O CAMISA-VERDE (Continuação) >> Albir José Inácio da Silva
(Continuação)
Quando os homens da lei
desafivelaram seus próprios cintos, Dito estremeceu. A coisa podia ser bem pior que uma morte pura
e simples – apavorou-se.
Mas as ditaduras podem ser
generosas quando o adversário não representa grande ameaça. E tudo o que Dito
experimentou foi uma surra de cintos militares e civis. Siá Maria o encontrou
um frangalho, deitado numa folha de bananeira e coberto com outra. Se sua pele
não estava muito íntegra, dignidade e macheza foram preservadas. Até porque
surras não lhe eram novidade e não maculavam sua honra.
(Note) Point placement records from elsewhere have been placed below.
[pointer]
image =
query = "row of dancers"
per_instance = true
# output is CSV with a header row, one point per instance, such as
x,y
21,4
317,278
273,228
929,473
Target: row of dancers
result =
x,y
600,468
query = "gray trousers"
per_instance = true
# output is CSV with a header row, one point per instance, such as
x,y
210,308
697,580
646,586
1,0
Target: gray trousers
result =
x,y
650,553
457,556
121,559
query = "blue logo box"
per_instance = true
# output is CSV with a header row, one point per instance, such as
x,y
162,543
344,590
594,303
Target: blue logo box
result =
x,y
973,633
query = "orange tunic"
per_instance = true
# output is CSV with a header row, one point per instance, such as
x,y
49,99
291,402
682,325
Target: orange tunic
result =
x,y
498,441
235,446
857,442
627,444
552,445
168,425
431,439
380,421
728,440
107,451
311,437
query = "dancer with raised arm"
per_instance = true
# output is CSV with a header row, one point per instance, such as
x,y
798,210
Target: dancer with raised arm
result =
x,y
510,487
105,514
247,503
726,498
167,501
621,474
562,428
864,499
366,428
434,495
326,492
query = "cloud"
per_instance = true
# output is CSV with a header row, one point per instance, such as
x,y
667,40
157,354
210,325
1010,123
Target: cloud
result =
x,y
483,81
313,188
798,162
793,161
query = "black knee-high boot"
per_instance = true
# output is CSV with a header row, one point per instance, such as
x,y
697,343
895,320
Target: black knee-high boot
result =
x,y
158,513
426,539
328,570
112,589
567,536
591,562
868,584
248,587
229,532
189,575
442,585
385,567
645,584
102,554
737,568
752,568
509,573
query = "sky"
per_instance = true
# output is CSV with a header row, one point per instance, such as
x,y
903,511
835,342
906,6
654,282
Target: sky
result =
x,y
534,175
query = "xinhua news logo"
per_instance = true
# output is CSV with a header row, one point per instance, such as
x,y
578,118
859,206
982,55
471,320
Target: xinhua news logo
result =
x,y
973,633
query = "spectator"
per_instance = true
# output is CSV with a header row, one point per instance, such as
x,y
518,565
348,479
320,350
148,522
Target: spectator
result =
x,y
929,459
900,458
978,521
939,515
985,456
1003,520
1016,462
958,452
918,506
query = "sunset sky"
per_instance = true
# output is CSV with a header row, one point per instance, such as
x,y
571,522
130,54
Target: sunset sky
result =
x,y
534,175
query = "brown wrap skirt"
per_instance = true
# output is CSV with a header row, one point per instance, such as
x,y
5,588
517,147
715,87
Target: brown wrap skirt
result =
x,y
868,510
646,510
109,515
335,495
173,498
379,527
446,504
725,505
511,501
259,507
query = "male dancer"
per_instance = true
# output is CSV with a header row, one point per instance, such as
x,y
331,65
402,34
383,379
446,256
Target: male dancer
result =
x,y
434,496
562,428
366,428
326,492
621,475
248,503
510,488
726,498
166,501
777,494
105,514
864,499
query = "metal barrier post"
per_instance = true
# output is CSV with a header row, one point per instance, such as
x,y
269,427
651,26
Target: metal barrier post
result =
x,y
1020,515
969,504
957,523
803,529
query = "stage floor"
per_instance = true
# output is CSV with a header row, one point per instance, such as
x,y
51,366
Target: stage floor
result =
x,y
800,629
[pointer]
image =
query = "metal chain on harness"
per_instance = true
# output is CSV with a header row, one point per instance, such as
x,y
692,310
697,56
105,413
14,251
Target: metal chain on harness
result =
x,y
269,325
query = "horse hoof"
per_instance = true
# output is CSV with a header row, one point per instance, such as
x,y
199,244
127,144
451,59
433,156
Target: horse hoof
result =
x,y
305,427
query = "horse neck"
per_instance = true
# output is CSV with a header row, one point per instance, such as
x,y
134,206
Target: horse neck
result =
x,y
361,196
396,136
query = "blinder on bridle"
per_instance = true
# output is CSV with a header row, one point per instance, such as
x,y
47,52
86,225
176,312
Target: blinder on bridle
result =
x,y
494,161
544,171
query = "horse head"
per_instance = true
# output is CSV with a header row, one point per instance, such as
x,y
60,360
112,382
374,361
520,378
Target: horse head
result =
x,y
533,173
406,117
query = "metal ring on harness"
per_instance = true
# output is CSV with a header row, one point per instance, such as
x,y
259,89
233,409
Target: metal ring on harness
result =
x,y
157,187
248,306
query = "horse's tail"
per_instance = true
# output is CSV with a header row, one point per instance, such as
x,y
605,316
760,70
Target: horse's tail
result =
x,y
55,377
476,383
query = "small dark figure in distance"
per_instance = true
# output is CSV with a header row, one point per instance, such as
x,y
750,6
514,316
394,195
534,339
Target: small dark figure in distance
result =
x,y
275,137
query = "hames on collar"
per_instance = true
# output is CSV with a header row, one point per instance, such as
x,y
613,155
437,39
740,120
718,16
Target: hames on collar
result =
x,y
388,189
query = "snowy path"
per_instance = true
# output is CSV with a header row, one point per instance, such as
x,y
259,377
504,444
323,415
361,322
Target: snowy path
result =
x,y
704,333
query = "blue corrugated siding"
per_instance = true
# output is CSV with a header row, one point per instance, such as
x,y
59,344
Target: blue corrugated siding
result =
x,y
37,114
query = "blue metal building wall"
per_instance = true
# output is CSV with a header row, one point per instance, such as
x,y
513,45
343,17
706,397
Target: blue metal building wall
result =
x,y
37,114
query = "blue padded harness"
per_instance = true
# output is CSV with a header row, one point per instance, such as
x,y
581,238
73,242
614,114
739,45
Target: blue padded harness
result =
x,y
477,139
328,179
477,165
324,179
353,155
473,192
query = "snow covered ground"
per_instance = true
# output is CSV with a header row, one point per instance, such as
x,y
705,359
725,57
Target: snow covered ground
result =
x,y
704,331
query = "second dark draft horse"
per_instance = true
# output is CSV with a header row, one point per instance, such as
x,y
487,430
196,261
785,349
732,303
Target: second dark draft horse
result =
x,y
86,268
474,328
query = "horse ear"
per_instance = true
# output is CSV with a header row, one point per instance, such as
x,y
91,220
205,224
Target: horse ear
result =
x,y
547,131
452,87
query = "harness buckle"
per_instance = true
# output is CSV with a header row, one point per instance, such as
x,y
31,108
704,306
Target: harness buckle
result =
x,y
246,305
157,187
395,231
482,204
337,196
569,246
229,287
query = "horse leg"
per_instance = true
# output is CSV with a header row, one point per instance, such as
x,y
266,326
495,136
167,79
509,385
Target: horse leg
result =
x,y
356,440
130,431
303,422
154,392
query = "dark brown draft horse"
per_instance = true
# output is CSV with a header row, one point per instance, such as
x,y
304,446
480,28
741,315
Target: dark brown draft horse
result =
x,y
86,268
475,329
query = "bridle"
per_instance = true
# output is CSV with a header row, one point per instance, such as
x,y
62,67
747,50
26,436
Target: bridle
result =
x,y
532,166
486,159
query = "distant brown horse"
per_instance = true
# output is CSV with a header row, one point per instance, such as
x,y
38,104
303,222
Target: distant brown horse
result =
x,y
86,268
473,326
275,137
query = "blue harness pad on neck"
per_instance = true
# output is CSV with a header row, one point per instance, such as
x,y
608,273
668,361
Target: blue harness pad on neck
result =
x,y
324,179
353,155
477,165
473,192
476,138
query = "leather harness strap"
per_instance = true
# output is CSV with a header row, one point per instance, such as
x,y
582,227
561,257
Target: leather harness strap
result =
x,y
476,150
Siá Maria cuidou dele como
sempre, lavou, aplicou compressas, ungüentos e rezas por três dias. No quarto
dia ele se levantou, colocou roupa limpa, procurou trabalho, foi à igreja, se
confessou e espantou primeiro Siá Maria, depois a todos. Pagou dívidas, pediu
desculpas, agradeceu, participou de mutirões.
Veio a guerra e Dito felizmente
não participou, arrimo de Siá Maria, que mentiu para o sargento do alistamento,
dizendo que só tinha ele de filho. A comunidade, que a essa altura gostava dele,
silenciou, e Dito foi poupado.
Dito acompanhou entusiasmado a
campanha na Itália e a volta dos pracinhas. Seu nacionalismo, que tinha
silenciado a vergastadas, não arrefecera, apenas mudara de lado. Estava mais
brasileiro que nunca.
Getúlio Vargas, herói que tinha
derrotado o eixo, estava agora ameaçado. Exigiam que ele entregasse o poder,
numa tal de redemocratização. Um absurdo de ingratidão. E como Dito não estava sozinho nesse
entendimento, marcou-se uma manifestação de apoio a Getúlio na Candelária, lá
no Rio de Janeiro.
Siá Maria, que levantava antes do
Sol, estranhou que Dito acordasse tão cedo, mas calou porque ainda não sabia de
nada . Dito pediu uma certa roupa que não usava para trabalhar.
- Cê vai aonde, Dito?
Ele custou a responder, o que fez
sem olhar pra ela, como se discursasse de cima do coreto:
- É um absurdo o que tão querendo
fazer com Getúlio. Mas não vai ser tão fácil, não! Nesse país ainda tem macho
de coragem!
Siá Maria ficou só olhando.
Dito encheu com três cacimbas o
caldeirão de ferro e foi pra casinha no fundo do terreiro. Siá Maria andou até
o marmeleiro. Quando ouviu o barulho da primeira cuia de água caindo, ela
entrou na casinha.
- Quê que é isso, Siá Maria, eu
tô pelado?!
- Pois é assim mesmo que eu te quero.
Quando as quase indestrutíveis
varas de marmelo atingiram pela primeira vez as costas, Dito, que tentava
proteger o rosto, fez um escândalo. Depois foi diminuindo o volume. Perdeu a
noção de tempo, mas foram muitos minutos.
No final já não gritava, gemia guturalmente a cada fustigada. Siá Maria
saiu do banheiro e deixou cair no chão o que sobrou da rama.
Dito não vestiu a roupa, mas
amarrou a toalha na cintura. Mingau de fubá e café já estavam na mesa quando entrou.
Enquanto ele comia, Siá Maria aplicou compressas e unguentos nas suas costas.
Depois foi ao roçado avisar que ele acordou com desarranjo e não ia trabalhar.
Dito, hoje, velhinho, acha que em
política não há lado bom. E que quanto mais longe, melhor.